As a former musician – maybe if one was ever a musician one always is – I’m very aware of music in movies. When used artistically, either original scoring or source music, it greatly enhances not simply the tone or mood of a scene. The music can also lend a sense of time and place.

Gershwin’s Rhapsody in Blue in Woody Allen’s Manhattan, Bartók’s Music for Strings, Percussion and Celesta in The Shining and the most iconically profound mood setters in history. Johann Strauss II’s Blue Danube Waltz and Ligeti’s Requiem and Lux Aeterna are perfectly placed but it’s Richard Strauss’s Also Sprach Zarathustra that defines 2001, a Space Odyssey. All were evocative of a mood or a period or a place; the sounds related to and enhanced what the eyes were taking in.

British period pieces with source music by Handel or a clever composer who evokes him, the Wagnerian sounds in Germanic films (and Apocalypse Now!)… I could go on but I’m confident that you’ve got my drift by now.

The first time I experienced such a sonic dislocation (the first one that sticks in my mind anyhow) was Baz Luhrmann’s Moulin Rouge! which I love. This movie really gave me a jolt. My first thought after it started was: “Nature Boy was written long before I thought it was.”

It soon became obvious that it wasn’t because much of the movie was underscored with music that was created many decades after the period depicted therein. But this picture was so fanciful and sort of abstract that the temporal musical dislocation didn’t bother me.

Reign on the other hand – while it could be called “history lite” – comprises stories of real people in a real time period who did real things and affected real world events. And as much as I appreciate the creative skills in every category of film making which in this movie are all excellent, suddenly hearing a song (with lyrics!) from the twentieth or twenty-first century takes my mind right out of the sixteenth.

I do not want to denigrate the work of the fine artists who have created this series, I’m simply using it as a current example of this trend.
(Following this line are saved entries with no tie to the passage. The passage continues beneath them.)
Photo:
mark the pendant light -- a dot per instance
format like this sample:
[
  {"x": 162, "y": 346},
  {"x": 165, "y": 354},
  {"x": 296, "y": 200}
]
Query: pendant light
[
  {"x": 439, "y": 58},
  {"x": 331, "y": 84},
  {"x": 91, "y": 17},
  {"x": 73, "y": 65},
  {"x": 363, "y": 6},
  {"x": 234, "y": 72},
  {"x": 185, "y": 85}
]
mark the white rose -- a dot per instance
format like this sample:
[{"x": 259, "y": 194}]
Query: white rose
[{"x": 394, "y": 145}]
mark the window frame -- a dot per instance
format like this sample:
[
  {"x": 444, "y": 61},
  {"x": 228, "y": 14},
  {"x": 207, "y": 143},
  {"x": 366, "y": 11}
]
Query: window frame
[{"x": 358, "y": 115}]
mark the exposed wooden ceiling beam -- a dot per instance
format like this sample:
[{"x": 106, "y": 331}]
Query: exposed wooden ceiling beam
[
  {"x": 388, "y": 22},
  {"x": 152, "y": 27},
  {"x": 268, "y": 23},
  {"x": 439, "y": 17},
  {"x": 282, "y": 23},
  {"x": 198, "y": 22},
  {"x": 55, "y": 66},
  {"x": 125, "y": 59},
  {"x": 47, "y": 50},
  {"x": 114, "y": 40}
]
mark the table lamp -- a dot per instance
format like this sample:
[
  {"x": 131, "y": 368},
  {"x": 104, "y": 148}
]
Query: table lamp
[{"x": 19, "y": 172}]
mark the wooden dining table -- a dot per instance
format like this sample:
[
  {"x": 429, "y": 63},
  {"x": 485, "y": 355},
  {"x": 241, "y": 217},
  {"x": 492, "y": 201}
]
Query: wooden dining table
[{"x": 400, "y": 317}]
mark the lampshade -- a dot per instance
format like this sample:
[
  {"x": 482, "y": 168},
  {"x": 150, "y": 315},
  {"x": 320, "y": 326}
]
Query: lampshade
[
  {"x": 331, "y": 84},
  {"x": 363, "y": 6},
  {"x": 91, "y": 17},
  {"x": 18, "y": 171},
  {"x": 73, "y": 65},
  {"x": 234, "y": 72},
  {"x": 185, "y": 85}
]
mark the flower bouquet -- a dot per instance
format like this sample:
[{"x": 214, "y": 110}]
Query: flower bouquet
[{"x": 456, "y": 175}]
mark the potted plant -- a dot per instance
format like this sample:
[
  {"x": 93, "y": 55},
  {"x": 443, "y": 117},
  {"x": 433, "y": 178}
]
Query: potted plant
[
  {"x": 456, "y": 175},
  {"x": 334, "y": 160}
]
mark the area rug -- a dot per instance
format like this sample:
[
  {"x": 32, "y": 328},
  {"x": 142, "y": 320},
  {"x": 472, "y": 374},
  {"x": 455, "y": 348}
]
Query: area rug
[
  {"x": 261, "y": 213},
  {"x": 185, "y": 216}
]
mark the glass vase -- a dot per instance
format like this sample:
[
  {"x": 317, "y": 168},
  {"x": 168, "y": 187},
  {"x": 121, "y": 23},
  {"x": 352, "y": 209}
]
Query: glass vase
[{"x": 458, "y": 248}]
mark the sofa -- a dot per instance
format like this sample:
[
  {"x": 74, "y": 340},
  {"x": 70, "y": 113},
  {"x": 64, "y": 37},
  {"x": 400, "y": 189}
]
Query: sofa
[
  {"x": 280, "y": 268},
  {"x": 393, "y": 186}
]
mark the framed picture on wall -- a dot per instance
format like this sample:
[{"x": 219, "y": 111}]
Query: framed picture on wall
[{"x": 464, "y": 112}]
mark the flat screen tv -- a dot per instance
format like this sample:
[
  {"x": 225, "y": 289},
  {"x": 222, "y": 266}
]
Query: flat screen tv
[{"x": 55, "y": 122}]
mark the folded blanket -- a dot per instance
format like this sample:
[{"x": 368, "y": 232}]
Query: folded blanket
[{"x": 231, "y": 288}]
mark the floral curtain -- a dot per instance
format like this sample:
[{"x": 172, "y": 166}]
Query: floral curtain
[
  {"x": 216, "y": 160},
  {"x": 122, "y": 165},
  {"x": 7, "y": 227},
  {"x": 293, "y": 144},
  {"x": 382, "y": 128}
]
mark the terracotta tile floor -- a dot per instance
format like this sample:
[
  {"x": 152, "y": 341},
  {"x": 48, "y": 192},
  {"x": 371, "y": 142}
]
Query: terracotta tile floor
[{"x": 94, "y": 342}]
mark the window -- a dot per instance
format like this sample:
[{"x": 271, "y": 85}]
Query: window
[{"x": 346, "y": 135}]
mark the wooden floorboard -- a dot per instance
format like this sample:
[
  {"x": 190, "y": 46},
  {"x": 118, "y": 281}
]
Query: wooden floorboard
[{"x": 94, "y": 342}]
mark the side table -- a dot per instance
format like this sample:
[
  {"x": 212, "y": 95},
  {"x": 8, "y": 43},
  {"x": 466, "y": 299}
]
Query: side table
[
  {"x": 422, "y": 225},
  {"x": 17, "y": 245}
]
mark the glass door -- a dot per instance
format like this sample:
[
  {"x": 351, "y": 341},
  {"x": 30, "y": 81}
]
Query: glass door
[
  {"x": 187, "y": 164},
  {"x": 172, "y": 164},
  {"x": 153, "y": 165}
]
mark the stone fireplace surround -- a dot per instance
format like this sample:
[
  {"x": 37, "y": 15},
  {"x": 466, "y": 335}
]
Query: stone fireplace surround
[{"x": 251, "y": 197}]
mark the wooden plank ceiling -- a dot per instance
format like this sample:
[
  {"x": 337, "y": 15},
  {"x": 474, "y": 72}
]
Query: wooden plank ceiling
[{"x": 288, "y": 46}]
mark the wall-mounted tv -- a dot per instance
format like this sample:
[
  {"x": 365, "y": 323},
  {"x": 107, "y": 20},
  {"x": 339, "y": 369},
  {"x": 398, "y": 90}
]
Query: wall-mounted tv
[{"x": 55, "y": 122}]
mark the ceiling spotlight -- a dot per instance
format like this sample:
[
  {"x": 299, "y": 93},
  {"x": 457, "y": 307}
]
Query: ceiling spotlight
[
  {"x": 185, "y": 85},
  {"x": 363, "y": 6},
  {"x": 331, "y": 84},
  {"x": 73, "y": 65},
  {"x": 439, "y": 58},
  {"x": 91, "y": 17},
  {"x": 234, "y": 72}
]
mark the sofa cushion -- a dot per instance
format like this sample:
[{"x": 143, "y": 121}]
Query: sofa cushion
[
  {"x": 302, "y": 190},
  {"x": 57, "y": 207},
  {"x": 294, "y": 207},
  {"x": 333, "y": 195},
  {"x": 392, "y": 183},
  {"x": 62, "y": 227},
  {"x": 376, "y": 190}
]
But there’s an ancient expression that applies when there is a glaring flaw in a thing that is otherwise worthwhile: “A fly in the ointment.”

According to phrases.org “a fly in the ointment” is a small but irritating flaw that spoils the whole. This sort of musical interference in an otherwise first rate piece of creative work certainly doesn’t spoil the whole but it does weaken it for me. Living in the Past by Jethro Tull doesn’t work when I’m seeing the past.

However* since I’m watching the movie – whatever it happens to be – and I can’t re-edit the sound track, I endeavor to put these reservations out of my mind and enjoy the show.

* Every time I see or use that word I think of Professor Irwin Corey.